Dr. Carolyn Porco, Cassini imaging team leader at the Space Science Institute in Boulder, Colo., and one of the first individuals to study spokes in Voyager images, was attending the Division of Planetary Sciences meeting in Cambridge, England, when she was informed of the discovery by her staff members. "This is really a joy, and very unexpected," she said. "It takes me back to my early days on the Voyager mission."
According to the latest ideas, the visibility of spokes is believed to depend on the elevation of the Sun above the rings, the less sunlight, the more visible the spokes. For this reason, scientists weren't expecting to see spokes until later in the mission when the sun angle is low.
"We had convinced ourselves that conditions wouldn't be right for seeing spokes on the lit side of the rings until about 2007," Porco said. "But this finding seems to be telling us that conditions on the dark side of the rings are almost as good right now for seeing spokes."
In Voyager images from 25 years ago, these narrow wedge-shaped features typically extended 10,000 to 20,000 kilometers (6,200 to 12,400 miles) radially outward across Saturn's B ring. When seen at low phase angles, spokes appeared dark; when seen at high phase angles, they appeared bright. This behavior indicated they were comprised of very small icy particles, about the size of the wavelength of light. Since Voyager days, spokes had been seen in images taken by NASA's Hubble Space Telescope. The new Cassini images were taken at very high solar phase angles, where small particles can brighten substantially, making them more visible.
Porco's analysis of spokes in the early 1980s found that these narrow arrangements of small particles came and went with a period equal to that of the powerful bursts of radio waves, called Saturn Kilometric Radiation (SKR), discovered by Voyager and coming from Saturn's magnetic field. This association indicated that spokes were a phenomenon involving electromagnetic effects and partly connected to Saturn's magnetic field.
Of intense interest will be a Cassini determination of the periodicity in the appearance of spokes. This will require monitoring spoke activity from a variety of geometries over several years. "Cassini has found that the SKR period has changed since Voyager, which though hard to believe, may mean that the rotation of Saturn's interior has changed," said Porco. "That would be a finding of enormous consequence, so, we'll be looking very closely to see if the frequency of spoke activity has changed too."
There is no commonly accepted theory for the creation of spokes. Some ideas suggest that spokes result from meteoroid impacts onto the rings; others suggest that they are created by instability in the magnetosphere near the rings.
Whatever the cause, imaging team members will study the new spoke images and maintain their vigil for additional spoke sightings. Viewing conditions on the dayside are expected to improve toward the end of Cassini's nominal four-year mission, as Saturn continues in its nearly 30-year orbit and the Sun's angle above the rings continues to drop.

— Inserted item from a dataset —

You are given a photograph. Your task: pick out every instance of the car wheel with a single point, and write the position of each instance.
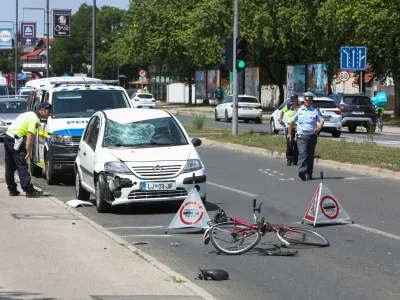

The Cassini-Huygens mission is a cooperative project of NASA, the European Space Agency and the Italian Space Agency. The Jet Propulsion Laboratory (JPL), a division of the California Institute of Technology in Pasadena, manages the Cassini-Huygens mission for NASA's Science Mission Directorate, Washington. The Cassini orbiter and its two onboard cameras were designed, developed and assembled at JPL. The imaging team consists of scientists from the U.S., England, France, and Germany. The imaging operations center and team leader (Dr. C. Porco) are based at the Space Science Institute in Boulder, Colo.